In the summer of 1970, a college senior named Paul Orfalea opened a store near the University of California, Santa Barbara, campus. He called it “Kinko’s” after his own nickname, and, with his partners, he sold college school supplies and around-the-clock copying services for students. After twenty-five years, Kinko’s had grown to 1,200 stores and 23,000 employees, and Orfalea privately and lucratively sold it to FedEx.

Over the many years that Orfalea ran his start-up, his business became amazingly profitable, but also imposed enormous stress on him and his founding partners and coworkers. As he put it, “I don’t hide the fact that I have a problem with anger.” Since selling the company, Orfalea has spent many years mending relationships with those who worked most closely with him while he was building it.

What contributed to the tensions Orfalea felt while managing this burgeoning enterprise? Long hours, of course, but also the need he felt to sustain his initial success, to make each year more profitable than the last. Entrepreneurs often believe they are only as successful as their last quarter’s profit and are driven to exceed it. Orfalea also felt that he alone was equipped to call others to account and veto what he felt were bad business ideas. Anger became a chief enemy he battled.

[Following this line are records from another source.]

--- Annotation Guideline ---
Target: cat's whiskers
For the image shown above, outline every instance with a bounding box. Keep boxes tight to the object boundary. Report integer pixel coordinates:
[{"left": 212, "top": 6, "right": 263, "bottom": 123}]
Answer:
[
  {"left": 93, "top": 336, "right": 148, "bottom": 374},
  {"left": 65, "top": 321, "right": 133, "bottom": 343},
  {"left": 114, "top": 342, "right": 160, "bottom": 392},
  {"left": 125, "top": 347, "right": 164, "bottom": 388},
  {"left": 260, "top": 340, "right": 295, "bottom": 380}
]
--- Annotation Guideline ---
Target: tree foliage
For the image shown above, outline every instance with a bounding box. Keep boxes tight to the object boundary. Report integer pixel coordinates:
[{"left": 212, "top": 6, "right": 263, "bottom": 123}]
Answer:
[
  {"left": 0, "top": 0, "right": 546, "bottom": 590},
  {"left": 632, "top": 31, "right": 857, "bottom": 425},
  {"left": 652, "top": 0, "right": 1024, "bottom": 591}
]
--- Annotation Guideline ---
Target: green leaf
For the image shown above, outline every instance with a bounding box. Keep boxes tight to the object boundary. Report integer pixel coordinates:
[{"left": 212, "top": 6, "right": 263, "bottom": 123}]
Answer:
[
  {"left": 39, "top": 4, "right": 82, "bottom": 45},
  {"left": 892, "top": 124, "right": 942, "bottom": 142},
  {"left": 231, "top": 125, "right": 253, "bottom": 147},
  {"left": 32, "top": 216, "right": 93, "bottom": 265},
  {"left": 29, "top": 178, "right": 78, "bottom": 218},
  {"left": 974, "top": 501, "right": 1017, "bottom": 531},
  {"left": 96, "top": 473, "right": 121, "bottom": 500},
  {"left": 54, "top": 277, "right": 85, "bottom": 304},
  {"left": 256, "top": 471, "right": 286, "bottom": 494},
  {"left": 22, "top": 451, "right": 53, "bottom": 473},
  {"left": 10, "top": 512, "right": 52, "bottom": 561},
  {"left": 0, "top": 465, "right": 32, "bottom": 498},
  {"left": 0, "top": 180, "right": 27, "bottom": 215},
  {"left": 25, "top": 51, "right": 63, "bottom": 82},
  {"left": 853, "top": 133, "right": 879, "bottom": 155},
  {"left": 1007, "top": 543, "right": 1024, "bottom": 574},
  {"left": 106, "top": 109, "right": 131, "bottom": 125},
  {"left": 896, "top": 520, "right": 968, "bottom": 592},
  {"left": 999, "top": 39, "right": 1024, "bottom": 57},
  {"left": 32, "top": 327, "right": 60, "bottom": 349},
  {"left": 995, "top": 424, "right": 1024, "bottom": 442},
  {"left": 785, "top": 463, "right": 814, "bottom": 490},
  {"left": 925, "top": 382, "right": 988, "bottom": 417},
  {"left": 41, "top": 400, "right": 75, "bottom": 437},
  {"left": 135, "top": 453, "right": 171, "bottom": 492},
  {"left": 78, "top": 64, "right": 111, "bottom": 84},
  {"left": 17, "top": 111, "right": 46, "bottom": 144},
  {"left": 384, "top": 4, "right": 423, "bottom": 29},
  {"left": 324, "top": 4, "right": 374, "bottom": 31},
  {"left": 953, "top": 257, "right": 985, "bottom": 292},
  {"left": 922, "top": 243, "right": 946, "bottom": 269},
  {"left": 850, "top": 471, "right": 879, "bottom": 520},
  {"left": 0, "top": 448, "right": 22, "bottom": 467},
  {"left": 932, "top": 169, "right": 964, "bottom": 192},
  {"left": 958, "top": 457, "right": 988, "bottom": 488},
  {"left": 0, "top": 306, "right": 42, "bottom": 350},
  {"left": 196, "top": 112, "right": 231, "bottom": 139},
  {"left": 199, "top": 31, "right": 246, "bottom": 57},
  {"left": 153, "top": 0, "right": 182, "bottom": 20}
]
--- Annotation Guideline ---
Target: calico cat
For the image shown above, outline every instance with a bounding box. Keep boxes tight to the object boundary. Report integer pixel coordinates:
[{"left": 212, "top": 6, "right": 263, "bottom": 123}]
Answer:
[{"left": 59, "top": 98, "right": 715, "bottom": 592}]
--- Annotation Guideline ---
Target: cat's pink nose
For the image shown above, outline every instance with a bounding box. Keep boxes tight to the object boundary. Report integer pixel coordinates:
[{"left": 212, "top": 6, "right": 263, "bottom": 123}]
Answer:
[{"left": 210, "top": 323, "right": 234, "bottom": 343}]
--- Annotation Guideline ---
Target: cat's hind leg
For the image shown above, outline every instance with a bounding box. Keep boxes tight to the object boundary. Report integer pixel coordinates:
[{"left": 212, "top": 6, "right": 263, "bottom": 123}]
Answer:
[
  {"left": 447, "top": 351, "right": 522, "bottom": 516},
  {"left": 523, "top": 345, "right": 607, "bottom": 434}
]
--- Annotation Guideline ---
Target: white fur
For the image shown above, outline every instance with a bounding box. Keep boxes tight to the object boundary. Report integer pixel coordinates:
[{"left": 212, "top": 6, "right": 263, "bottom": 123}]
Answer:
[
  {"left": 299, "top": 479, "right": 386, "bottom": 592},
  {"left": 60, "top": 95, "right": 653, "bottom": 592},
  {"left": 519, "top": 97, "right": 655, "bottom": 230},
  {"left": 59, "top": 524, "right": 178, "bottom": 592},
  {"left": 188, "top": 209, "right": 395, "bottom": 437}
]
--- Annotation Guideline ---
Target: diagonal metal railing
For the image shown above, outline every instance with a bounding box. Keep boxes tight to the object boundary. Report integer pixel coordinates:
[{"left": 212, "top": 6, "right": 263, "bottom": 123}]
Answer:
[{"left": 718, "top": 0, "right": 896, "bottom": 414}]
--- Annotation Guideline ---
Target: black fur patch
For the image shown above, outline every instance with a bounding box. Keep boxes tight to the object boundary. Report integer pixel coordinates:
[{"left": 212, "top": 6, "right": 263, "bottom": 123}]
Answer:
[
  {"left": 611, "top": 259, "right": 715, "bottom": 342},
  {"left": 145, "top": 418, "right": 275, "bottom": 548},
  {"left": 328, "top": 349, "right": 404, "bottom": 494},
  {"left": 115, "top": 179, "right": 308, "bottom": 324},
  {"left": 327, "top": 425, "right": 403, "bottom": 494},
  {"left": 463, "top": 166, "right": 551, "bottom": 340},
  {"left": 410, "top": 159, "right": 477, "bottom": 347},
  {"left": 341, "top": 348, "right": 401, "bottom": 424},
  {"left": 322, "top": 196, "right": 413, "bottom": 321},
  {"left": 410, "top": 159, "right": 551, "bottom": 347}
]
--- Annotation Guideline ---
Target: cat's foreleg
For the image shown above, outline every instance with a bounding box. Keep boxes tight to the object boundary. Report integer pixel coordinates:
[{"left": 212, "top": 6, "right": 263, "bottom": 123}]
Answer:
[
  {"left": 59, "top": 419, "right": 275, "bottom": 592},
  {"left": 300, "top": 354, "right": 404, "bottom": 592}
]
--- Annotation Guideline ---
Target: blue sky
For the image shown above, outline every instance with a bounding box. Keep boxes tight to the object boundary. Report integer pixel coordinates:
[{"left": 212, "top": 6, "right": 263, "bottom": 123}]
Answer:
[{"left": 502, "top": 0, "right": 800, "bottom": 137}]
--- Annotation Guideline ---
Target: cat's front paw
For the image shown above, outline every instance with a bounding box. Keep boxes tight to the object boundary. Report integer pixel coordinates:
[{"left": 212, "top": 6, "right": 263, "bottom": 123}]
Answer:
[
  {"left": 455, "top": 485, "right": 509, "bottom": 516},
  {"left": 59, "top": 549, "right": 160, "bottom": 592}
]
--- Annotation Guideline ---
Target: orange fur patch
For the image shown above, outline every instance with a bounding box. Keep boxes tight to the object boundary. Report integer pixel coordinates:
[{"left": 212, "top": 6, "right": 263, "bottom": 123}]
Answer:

“In my mid- to late-forties,” he said, “I struggled increasingly to manage my own emotional nature. Sometimes I felt I’d created a monster. The monster wasn’t Kinko’s, it was me.” Orfalea acknowledged the anger and resentment that he often felt toward other longtime staff at the company, which overpowered the respect that he knew he owed them. Consequently, he directed comments and actions at his colleagues that he has spent many subsequent years attempting to redress. All in all, he has labored diligently to repair friendships that he admits were frayed by his behavior alone.